The skills make getting there from here much easier. If you try to do it just with willpower, it's really hard and eventually your willpower wears out. But if you've got "skill power," it gets much easier. For example, you don't need to give up sweets to address the sweet tooth; with skill power you can identify all the stealth sugar hiding in your diet in foods you never thought were sweet in the first place; get rid of that and there's no heavy lifting and rehabilitate your taste buds in the process.

All of a sudden, you're eating much less sugar, taking in fewer calories, starting to feel better, lose weight, and you never even touched desert. Innumerable examples just like that of how knowledge really is the power to get there from here.

DR. LEIGH: It's so true, and at some point I'll have you back and we can have a show, because there is a disparity in healthcare too with indigent populations, food deserts, and whatever. But it's sad. I've had parents come in and say their kids are overweight. Well, you think yogurt is good for you, but when you look at some of these yogurts –

DR. KATZ: Which yogurts? [laughing]

DR. LEIGH: Right! They're adding all this fructose corn syrup.

DR. KATZ: They aren't healthy. You can have plain yogurt, but if you buy the wrong yogurt it's basically a delivery vehicle for a soda. Absolutely. We can get there from here but we often make assumptions that get in our way. We know what a healthy diet is; we really need to work on practicing it and stop debating it all the time. It's doable; it's a challenge, but it's definitely doable. I'd love to talk further whenever there's a chance. Today my dogs wish everybody and healthy, happy weekend.

DR. LEIGH: [laughing] I know, it is crazy. But I always say, even at McDonald's, you can make some healthy choices: go in, get the chicken plain, maybe don't eat the bread, or if you're getting the salad, don't put on all of the dressing, pour it in the thing and you can use your fork and dip it in for a little taste. So, I totally agree with you, Dr. Katz. It is doable even at these places because no matter how much we say, I don't know that we will ever get rid of the McDonald's or we'll ever get rid of these things.
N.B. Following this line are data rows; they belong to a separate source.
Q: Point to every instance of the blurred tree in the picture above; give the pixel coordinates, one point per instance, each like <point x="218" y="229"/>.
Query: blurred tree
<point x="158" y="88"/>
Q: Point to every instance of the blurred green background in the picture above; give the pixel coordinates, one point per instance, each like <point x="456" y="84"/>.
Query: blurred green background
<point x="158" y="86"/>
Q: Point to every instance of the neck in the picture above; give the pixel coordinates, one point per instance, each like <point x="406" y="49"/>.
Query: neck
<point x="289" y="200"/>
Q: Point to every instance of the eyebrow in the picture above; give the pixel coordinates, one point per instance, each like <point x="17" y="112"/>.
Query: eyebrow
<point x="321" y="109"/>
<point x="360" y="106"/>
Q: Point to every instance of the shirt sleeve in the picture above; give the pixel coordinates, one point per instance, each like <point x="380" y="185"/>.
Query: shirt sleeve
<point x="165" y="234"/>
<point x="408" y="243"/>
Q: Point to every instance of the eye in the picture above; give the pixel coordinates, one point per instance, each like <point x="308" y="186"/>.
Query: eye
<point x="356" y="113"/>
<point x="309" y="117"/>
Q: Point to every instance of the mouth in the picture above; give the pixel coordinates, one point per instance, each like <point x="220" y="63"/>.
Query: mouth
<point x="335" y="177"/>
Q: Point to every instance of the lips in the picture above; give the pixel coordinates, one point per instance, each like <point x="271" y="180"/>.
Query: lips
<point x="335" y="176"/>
DR. KATZ: We may not and maybe we don't need to. I think, first of all you're right, we can make little tweaks almost anywhere. Secondly, what masters the food supply is the food demand. When enough of us are making those kinds of adjustments all the time, the retailers like McDonald's will change their offering and change their behavior because they've got one great priority, and that is to succeed in business. And that means keeping the customers satisfied. It's up to us to decide what does keep us satisfied, and if our health and the health of our children is a priority, and we shop accordingly, the food supply can change.
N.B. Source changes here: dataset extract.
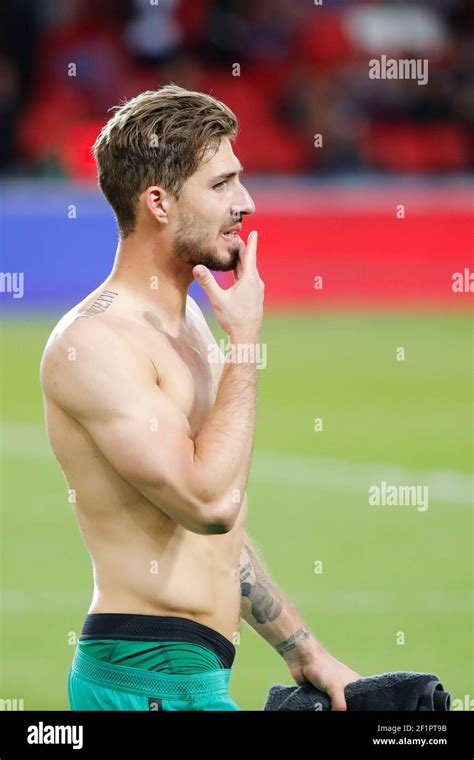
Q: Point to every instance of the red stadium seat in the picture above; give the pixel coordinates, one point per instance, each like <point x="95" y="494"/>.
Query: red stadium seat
<point x="408" y="147"/>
DR. LEIGH: I think some of these chains have done little bits, like adding milk, taking things out but it's a long arduous process. It's very interesting. It's a great book. I like the idea that you can do these little steps because it just seems impossible when you look at it on the whole. So, these little steps. What people don't realize is it's not fun, you may live longer, but it isn't fun when you have a chronic disease and you're really sick with it.

I want to thank my guest, Dr. Katz. The book, again, is called Disease Proof: The Remarkable Truth About What Makes Us Well. Where can you get the book, Dr. Katz? It's on Amazon, I'm sure.

DR. KATZ: It is. All the usual places online and bookstores and you can get more information at my website davidkatzmd.com.

DR. LEIGH: This is the Dr. Leigh Vinocur Show, it's Health from the Outside In, on RadioMD.